Время замедлило свой ход, потянулось еле-еле, со скрипом, мучительно, вызывая щемящее чувство, тоску – то, что всегда сопровождает одиночество и тревожное ожидание, но самое худшее не это, куда хуже неизвестность. Неизвестность – это некий физический, материальный процесс, в котором усыхают мышцы, тело теряет вес, нервы делаются ни к чёрту – гнилыми, чуть что – рвутся, в голове больной звон, сердце сосёт. Ничего нет хуже одиночества, даже определённость со смертельным исходом, и та лучше: знаешь хоть, как построить конец дней своих, на что рассчитывать.
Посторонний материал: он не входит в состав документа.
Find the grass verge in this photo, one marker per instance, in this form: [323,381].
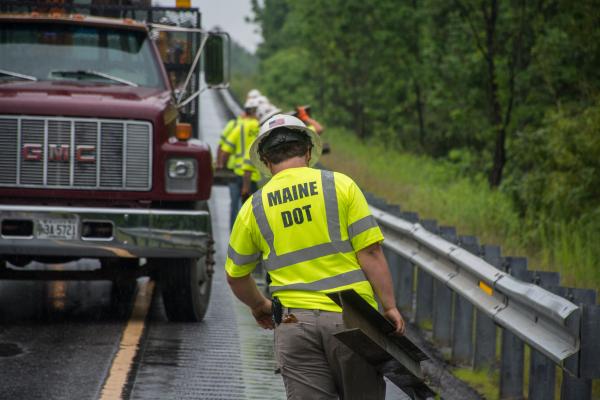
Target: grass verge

Все хвори, – залеченные, полузалеченные, примятые, загнанные внутрь, вылезают наружу: начинают болеть зубы, острой резью отдается даже крохотная норка, просверленная когда-то бормашиной под десну и залитая серебром, начинают ныть детские ссадины на коленях и локтях, тупым звоном наливается затылок, разбитый в детстве о лёд во время неудачных гонок на катке, вспухает, делается красной, гангренозной нога, восемь лет назад проткнутая ржавым гвоздём, – всё идёт наперекос, ничего не клеится, внутри скапливается тревога и давит, давит, собака.